Ia menjelaskan, rencana pembangunan sekitar 32 ribu SPPG dengan rata-rata kebutuhan 50 tenaga kerja per unit berpotensi menyerap hingga 1,6 juta tenaga kerja. Hal ini, kata dia, menegaskan bahwa MBG bukan sekadar program bantuan sosial, melainkan instrumen nyata pemerataan ekonomi nasional.
Lebih lanjut, Abednego menambahkan bahwa keberadaan SPPG turut mendorong penguatan sektor pertanian dan pemanfaatan lahan tidur. Hasil panen petani lokal dapat diserap langsung oleh dapur-dapur SPPG, sehingga menumbuhkan gairah bertani sekaligus memperkuat ketahanan pangan nasional menuju swasembada.
Ia juga menyoroti tingginya partisipasi masyarakat dalam pembangunan dapur SPPG. Hingga kini, sekitar 18 ribu SPPG diketahui dibangun secara swadaya oleh masyarakat, tanpa pembiayaan pembangunan dari negara. Pemerintah, kata dia, hanya melakukan pembayaran atas makanan yang telah diproduksi dan disalurkan.
“Ini menunjukkan adanya kepercayaan publik yang sangat besar. Kolaborasi antara negara dan masyarakat dalam membangun SPPG adalah bukti nyata dukungan rakyat terhadap program MBG,” tegasnya.
Terkait berbagai kendala teknis yang sempat muncul, Abednego mengingatkan agar evaluasi dilakukan secara objektif dan konstruktif.
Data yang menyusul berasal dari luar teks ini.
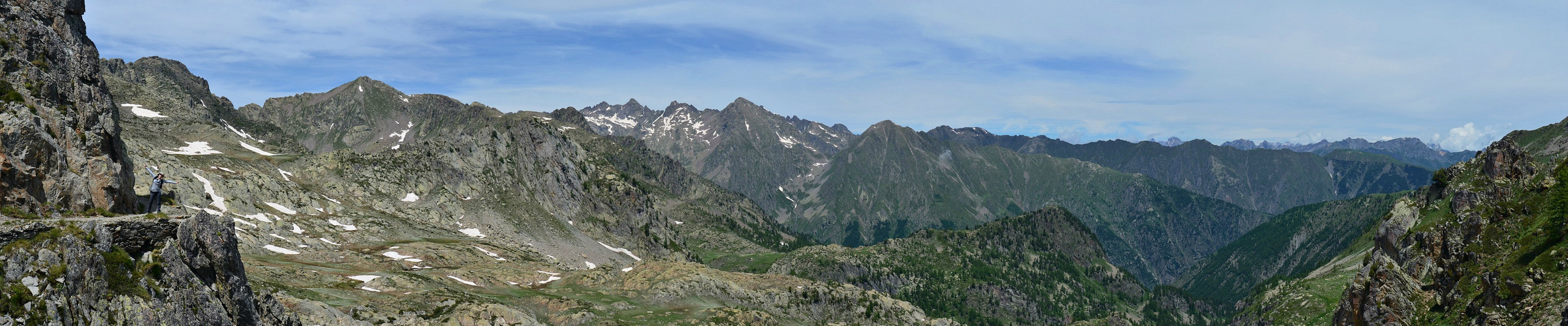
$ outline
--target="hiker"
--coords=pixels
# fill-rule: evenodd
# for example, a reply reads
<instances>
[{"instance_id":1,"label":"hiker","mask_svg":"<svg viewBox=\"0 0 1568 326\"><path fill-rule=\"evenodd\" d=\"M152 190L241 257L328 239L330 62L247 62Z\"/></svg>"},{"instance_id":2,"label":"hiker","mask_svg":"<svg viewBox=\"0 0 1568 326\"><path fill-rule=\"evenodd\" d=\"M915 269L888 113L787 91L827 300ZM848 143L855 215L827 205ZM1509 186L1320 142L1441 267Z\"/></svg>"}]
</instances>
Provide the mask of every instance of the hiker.
<instances>
[{"instance_id":1,"label":"hiker","mask_svg":"<svg viewBox=\"0 0 1568 326\"><path fill-rule=\"evenodd\" d=\"M158 194L163 191L163 183L179 183L174 180L165 180L162 172L152 172L152 166L147 166L147 174L152 176L152 201L147 202L147 213L158 212Z\"/></svg>"}]
</instances>

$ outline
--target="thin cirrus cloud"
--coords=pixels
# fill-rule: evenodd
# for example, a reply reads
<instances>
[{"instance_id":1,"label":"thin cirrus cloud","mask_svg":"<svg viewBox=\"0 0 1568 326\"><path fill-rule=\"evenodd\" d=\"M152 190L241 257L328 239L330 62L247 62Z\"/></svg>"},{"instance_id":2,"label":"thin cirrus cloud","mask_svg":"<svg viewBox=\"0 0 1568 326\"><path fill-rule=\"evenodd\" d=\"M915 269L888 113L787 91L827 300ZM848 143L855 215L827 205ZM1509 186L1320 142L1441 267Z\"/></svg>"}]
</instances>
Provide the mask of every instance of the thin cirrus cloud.
<instances>
[{"instance_id":1,"label":"thin cirrus cloud","mask_svg":"<svg viewBox=\"0 0 1568 326\"><path fill-rule=\"evenodd\" d=\"M1560 2L89 0L86 20L103 56L180 60L240 103L370 75L503 110L746 97L851 129L1477 149L1563 118L1563 16Z\"/></svg>"}]
</instances>

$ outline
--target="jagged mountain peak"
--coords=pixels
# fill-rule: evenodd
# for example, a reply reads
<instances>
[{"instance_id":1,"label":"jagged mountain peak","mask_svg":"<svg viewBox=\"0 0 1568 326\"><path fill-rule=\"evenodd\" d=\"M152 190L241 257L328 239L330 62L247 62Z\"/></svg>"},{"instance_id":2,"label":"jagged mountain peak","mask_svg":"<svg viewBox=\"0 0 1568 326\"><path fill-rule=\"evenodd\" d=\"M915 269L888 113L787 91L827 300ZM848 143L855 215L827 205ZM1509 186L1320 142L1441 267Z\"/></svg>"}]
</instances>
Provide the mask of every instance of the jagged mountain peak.
<instances>
[{"instance_id":1,"label":"jagged mountain peak","mask_svg":"<svg viewBox=\"0 0 1568 326\"><path fill-rule=\"evenodd\" d=\"M870 133L872 130L884 130L884 129L895 129L895 127L903 127L903 125L898 125L898 122L892 122L892 121L881 121L881 122L872 124L872 127L867 127L866 132L862 132L861 135Z\"/></svg>"}]
</instances>

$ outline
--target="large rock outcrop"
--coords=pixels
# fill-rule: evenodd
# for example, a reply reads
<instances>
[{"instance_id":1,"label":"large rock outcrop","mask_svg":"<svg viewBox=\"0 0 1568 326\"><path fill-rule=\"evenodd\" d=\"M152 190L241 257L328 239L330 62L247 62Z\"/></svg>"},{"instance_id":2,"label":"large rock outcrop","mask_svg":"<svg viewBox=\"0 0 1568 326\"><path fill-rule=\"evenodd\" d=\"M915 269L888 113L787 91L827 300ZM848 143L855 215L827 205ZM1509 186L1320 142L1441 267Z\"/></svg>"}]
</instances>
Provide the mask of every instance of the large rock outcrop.
<instances>
[{"instance_id":1,"label":"large rock outcrop","mask_svg":"<svg viewBox=\"0 0 1568 326\"><path fill-rule=\"evenodd\" d=\"M1568 169L1541 169L1527 141L1508 135L1396 205L1333 323L1562 323Z\"/></svg>"},{"instance_id":2,"label":"large rock outcrop","mask_svg":"<svg viewBox=\"0 0 1568 326\"><path fill-rule=\"evenodd\" d=\"M0 205L129 208L119 118L83 0L0 5Z\"/></svg>"},{"instance_id":3,"label":"large rock outcrop","mask_svg":"<svg viewBox=\"0 0 1568 326\"><path fill-rule=\"evenodd\" d=\"M6 243L0 324L299 324L257 296L229 218L66 223Z\"/></svg>"}]
</instances>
Ia menilai penguatan regulasi, tata kelola, serta sistem pengawasan di tingkat dapur menjadi kunci agar pelaksanaan MBG semakin solid ke depan.
“Program sebesar MBG tentu membutuhkan penyempurnaan. Evaluasi harus dijadikan bahan perbaikan, bukan alat untuk meruntuhkan kepercayaan publik,” katanya.
Menutup pemaparannya, Abednego menyampaikan harapan agar program MBG dapat terus dilanjutkan dan diperkuat sebagai fondasi pembangunan sumber daya manusia Indonesia. Ia juga mendoakan agar Presiden Prabowo Subianto senantiasa diberikan kesehatan dan kekuatan dalam mengawal program strategis tersebut.
“MBG bukan hanya tentang pemenuhan gizi, tetapi tentang masa depan bangsa—mencetak generasi yang sehat, cerdas, dan berdaya secara ekonomi,” pungkasnya.